In recognition of his innovative contributions to the education and advancement of bovine veterinary students and the dairy industry, Merck Animal Health and the American Association of Bovine Practitioners (AABP) presented John Fetrow, D.V.M., with the Mentor of the Year Award at this year's AABP Annual Conference.

The annual award honors an individual who has dedicated his or her career to educating, mentoring and advancing the careers of bovine veterinary medical students. Dr. Fetrow was honored with a commemorative plaque and will receive an all-expenses-paid trip to next year's AABP conference.

"Dr. Fetrow's scientific contributions to veterinary medicine and his ongoing work as a student mentor are remarkable and deserving of recognition," said Norman Stewart, D.V.M., livestock technical services manager for Merck Animal Health. "We commend his dedication and ability to inspire students across the globe, as well as the honor and integrity he demonstrates to his students every day."

Dr. Fetrow has been a mentor to innumerable veterinary students, colleagues and food animal producers. "Being a mentor is similar to investing in that the return or recognition often comes years or even decades after the fact," said M. Gatz Riddell Jr., D.V.M., executive vice president of the AABP. "Many mentees are not even aware of the process at the time and only years later realize the impact a mentor had on their life and career. This is why John and other lifetime mentors like him are so worthy of this level of recognition."           

Most notable among Dr. Fetrow's long list of contributions in his 36-year career is the creation and implementation of the Transition Management Facility associated with the University of Minnesota College of Veterinary Medicine (UMCVM). Initiated in the late 1990s, the project was the nation's first private-public partnership to provide veterinary students with a two-week clinical training rotation on a commercial dairy operation.

"It was an excellent, low-cost, innovative model to provide hands-on training to our professional veterinary students, but also for continuing education programs for veterinarians and producers," said Sandra Godden, D.V.M., dairy veterinary science professor, University of Minnesota, who nominated Dr. Fetrow for the award.

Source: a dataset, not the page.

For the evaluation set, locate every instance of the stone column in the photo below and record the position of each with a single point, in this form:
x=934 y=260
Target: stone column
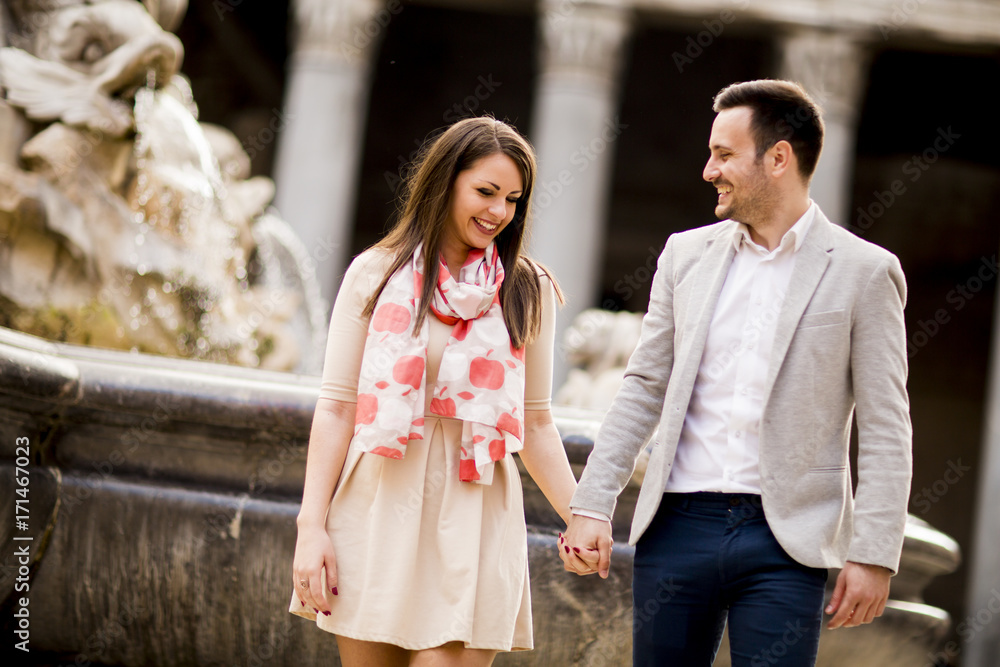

In 2007, Dr. Fetrow secured funding for and designed new facilities to expand and move the program to a 7,000-cow dairy in South Central Minnesota that included a large cheese processing plant. Today, the UMCVM Dairy Education Center includes classrooms, a research laboratory and a dormitory. In 2011, a federal grant allowed Dr. Fetrow to expand yet again and develop the Center of Excellence in Dairy Production Medicine Education, which added the University of Illinois, Kansas State University and the University of Georgia to the roster. This effort allowed for the creation of an eight-week advanced program for senior veterinary graduates entering careers in dairy production medicine.         

Driven by his exceptional vision for teaching what is important and by employing novel approaches that have changed the way things are done in the classroom and on the farm, Dr. Fetrow has had an unparalleled impact on the teaching, learning and practice of dairy production medicine in North America and around the world," said Ken Leslie, D.V.M., Professor Emeritus, Department of Population Medicine, Ontario Veterinary College, University of Guelph, who wrote a letter of support for the nomination of Dr. Fetrow. 

 Joining the University of Minnesota in 1991, Dr. Fetrow is today a Professor of Dairy Production Medicine in the university's Department of Veterinary Population Medicine. He also is a special graduate faculty member in the Department of Population Medicine at the Ontario Veterinary College, University of Guelph. He received his Doctor of Veterinary Medicine degree from the University of Pennsylvania and a Master of Business Administration from the Wharton School of Business.

Dr. Fetrow has received numerous honors throughout his career, including the inaugural AABP Distinguished Service Award. He is the eighth recipient of the Mentor of the Year Award, which was instituted in 2007.